So, I've been trying to teach myself probability theory, and I think I have the idea down, but I wanted to make sure I am on the right track. Thus, I was wondering if people here could confirm that I am doing this right...
If I have an urn with k balls all colored distinctly, I want to calculate the probability that choosing k+2 of them(with replacement) will give at least one ball of each color.
I think this will be $$1-\sum_{i=1}^{k-1}{k\choose i}(\frac{k-i}k)^{k+2}(-1)^{i+1}$$ but I am not sure. If someone can either confirm this or let me know what I am doing wrong, that would be great.

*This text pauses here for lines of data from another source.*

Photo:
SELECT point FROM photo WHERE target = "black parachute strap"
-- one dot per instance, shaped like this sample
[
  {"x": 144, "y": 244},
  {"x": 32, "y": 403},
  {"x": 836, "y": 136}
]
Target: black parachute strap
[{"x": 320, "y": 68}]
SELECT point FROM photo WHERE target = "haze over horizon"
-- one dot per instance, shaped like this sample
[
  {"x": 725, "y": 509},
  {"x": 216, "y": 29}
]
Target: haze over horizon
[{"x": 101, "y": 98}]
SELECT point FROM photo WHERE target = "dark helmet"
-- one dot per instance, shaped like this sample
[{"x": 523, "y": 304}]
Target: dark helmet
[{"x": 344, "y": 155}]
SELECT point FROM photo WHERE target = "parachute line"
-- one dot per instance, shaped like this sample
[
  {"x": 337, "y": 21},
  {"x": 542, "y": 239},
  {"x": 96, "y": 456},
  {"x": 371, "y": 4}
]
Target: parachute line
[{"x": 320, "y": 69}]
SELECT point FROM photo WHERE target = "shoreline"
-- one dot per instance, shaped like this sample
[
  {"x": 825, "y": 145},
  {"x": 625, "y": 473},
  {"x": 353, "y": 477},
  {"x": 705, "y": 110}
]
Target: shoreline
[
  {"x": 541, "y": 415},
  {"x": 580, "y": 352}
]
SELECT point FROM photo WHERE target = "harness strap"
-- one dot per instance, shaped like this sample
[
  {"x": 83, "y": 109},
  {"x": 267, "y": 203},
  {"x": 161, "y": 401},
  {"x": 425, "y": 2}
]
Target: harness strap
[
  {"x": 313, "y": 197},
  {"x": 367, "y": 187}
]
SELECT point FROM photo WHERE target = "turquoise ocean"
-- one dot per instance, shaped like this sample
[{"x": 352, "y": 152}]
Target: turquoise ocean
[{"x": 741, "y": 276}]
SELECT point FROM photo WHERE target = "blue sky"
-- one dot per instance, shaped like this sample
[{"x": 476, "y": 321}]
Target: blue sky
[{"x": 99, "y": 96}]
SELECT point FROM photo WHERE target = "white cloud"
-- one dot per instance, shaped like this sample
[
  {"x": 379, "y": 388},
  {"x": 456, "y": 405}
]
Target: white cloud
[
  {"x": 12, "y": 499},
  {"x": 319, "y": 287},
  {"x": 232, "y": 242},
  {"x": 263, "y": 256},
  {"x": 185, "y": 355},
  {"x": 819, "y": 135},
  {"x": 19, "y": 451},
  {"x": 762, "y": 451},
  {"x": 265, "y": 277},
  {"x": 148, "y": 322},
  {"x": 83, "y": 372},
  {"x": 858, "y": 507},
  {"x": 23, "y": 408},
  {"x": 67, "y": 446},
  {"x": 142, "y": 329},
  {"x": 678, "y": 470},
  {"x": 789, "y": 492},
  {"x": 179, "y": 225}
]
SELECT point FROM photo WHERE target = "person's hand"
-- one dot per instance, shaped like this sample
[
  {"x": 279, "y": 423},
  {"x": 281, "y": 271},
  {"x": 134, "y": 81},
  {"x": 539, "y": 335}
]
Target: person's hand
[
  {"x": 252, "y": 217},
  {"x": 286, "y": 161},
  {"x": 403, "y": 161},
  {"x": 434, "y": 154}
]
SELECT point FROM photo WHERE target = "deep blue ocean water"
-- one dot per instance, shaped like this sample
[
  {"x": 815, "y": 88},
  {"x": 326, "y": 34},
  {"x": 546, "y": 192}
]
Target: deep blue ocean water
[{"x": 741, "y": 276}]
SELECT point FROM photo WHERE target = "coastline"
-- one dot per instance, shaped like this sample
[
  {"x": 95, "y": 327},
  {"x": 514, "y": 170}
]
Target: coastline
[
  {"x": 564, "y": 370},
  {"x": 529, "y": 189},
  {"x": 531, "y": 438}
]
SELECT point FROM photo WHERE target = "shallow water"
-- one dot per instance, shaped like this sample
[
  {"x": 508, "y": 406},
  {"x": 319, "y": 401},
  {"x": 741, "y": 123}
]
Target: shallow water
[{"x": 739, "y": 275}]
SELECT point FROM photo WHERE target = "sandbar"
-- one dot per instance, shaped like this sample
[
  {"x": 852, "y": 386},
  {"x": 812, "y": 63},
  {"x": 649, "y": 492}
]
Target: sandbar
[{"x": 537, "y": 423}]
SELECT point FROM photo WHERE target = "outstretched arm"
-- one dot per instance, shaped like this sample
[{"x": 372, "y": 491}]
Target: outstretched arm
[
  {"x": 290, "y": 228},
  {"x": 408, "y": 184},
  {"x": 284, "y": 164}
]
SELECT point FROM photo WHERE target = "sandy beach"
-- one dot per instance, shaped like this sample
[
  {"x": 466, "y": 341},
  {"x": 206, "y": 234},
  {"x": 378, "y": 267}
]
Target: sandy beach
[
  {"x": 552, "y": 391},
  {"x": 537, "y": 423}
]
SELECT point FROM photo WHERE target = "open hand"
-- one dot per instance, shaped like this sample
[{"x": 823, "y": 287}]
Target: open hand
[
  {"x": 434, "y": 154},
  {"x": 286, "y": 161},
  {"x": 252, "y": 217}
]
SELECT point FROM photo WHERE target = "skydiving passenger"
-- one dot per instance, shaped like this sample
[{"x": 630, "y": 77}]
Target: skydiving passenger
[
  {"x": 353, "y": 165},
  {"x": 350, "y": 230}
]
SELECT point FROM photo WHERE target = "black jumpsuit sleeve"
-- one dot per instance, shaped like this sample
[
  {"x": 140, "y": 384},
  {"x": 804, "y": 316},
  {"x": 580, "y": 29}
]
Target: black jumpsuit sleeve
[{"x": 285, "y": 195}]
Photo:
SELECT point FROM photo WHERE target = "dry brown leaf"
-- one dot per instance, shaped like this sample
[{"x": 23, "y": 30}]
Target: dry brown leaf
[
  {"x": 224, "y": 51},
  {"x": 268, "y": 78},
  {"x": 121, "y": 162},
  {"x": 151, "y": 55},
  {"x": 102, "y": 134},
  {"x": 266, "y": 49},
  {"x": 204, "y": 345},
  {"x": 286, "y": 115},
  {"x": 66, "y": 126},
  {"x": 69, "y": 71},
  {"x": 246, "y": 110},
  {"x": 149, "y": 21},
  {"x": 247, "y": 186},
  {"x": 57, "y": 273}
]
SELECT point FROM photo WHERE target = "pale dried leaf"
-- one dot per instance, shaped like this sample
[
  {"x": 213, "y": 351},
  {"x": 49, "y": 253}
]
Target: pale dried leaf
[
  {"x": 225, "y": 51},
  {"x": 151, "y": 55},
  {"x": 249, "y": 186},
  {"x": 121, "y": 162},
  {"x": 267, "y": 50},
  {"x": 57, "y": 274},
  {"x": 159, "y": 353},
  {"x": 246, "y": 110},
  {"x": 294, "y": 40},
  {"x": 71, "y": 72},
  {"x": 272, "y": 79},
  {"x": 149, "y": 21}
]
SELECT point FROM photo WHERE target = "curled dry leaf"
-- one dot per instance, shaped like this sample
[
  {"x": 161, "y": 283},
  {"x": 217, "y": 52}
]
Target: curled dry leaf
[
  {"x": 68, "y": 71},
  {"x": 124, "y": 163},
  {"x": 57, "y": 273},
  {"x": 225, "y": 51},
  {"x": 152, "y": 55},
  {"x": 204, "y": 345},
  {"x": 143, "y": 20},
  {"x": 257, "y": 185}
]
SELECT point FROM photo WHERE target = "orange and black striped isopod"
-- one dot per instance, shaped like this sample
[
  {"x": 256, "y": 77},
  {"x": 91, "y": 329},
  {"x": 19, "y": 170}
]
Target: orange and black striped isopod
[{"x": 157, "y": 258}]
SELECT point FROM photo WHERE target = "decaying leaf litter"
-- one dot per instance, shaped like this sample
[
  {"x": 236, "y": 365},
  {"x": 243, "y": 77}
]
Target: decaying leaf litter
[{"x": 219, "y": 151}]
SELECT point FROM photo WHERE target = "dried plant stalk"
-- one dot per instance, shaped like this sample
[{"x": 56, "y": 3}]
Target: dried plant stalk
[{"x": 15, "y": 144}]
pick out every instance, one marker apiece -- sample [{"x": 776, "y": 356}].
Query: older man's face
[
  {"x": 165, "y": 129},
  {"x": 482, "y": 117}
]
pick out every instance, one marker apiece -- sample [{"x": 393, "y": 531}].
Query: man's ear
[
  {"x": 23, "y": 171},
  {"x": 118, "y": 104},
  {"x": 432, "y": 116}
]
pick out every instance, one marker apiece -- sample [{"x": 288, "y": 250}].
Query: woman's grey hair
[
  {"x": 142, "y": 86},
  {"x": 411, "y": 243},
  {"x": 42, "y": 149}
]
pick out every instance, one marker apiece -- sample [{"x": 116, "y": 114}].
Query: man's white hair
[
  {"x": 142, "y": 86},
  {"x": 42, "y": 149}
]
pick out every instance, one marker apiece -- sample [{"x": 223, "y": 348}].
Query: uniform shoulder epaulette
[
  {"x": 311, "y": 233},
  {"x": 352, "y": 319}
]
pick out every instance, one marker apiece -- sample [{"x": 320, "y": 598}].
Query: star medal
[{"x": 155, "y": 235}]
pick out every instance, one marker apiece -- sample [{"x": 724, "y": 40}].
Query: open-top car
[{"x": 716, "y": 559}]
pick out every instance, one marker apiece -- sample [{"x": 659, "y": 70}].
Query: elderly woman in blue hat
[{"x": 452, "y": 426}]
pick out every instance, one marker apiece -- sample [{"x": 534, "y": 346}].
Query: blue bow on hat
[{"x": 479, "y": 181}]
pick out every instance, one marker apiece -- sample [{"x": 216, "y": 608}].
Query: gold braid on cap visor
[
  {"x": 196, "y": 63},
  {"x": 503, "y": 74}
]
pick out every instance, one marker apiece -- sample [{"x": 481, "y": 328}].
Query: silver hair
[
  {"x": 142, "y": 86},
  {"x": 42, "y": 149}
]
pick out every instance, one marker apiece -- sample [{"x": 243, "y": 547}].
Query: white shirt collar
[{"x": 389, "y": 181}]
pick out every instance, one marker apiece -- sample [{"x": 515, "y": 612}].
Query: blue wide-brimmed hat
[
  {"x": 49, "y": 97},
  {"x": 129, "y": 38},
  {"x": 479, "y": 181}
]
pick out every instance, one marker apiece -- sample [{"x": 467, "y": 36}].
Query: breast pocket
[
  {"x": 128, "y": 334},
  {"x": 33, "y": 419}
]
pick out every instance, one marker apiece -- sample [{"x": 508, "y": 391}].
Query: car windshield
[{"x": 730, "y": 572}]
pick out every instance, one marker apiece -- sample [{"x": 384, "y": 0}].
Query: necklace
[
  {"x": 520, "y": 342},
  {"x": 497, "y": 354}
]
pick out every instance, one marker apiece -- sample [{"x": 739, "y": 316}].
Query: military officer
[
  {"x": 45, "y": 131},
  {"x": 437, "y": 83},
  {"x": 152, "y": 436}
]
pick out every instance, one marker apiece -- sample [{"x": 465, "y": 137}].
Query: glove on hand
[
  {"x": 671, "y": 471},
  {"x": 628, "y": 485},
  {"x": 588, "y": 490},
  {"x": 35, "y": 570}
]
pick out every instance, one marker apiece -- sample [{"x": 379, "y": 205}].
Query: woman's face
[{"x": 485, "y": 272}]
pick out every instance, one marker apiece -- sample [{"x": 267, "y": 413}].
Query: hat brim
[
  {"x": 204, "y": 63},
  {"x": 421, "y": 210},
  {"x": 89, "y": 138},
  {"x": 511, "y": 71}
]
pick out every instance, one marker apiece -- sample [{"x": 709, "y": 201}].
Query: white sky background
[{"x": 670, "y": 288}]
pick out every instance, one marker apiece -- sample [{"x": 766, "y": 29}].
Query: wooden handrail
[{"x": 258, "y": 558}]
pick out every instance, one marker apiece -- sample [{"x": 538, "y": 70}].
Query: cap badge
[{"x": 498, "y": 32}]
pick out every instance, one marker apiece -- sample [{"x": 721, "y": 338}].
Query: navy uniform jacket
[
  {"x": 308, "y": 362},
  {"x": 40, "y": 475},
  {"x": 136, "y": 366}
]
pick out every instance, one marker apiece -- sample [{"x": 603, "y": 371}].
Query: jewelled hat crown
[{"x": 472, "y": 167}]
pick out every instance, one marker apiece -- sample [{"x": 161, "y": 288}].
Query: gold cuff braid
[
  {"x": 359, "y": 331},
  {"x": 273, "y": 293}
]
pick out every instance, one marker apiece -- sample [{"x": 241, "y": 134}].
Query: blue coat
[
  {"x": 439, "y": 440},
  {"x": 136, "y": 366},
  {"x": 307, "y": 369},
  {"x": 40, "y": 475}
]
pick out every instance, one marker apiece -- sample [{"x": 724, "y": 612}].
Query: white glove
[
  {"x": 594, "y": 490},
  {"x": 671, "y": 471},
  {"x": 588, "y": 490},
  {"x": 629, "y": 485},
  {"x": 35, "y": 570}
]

Your Inclusion/Exclusion expression is correct, and works equally well for $m\ge k$ trials. We consider a more simple-minded cases approach that works well for $m=k+2$, but that is unwieldy for larger $m$.
There are $k^{k+2}$ equally likely sequences of $k+2$ colours. We count the favourables, in which all $k$ colours are represented.
Let $k\ge 2$. There are two types of favourable: (i) one colour occurs three times, and the other $k-1$ colours appear once each, and (ii) two colours appear twice each, and the other $k-2$ colours appear once each.
First we count the Type (1) favourables. The colour that appears three times can be chosen in $\binom{k}{1}$ ways. The places it occurs can be chosen in $\binom{k+2}{3}$ ways. And the rest of the colours can occupy the remaining $k-1$ places in $(k-1)!$ ways, for a total of $\binom{k}{1}\binom{k+2}{3}(k-1)!$ ways.
We next count the Type (ii) favourables. The colours that occur twice can be chosen in $\bino{k}{2}$ ways, and placed in $\binom{k+2}{2}\binom{k}{2}$ ways. Then the rest can be filled in $(k-2)!$ ways, for a total of $\binom{k}{2}\binom{k+2}{2}\binom{k}{2}(k-2)!$.
Remark: It is easy to miscount the Type (ii) cases, and get an expression twice the correct one.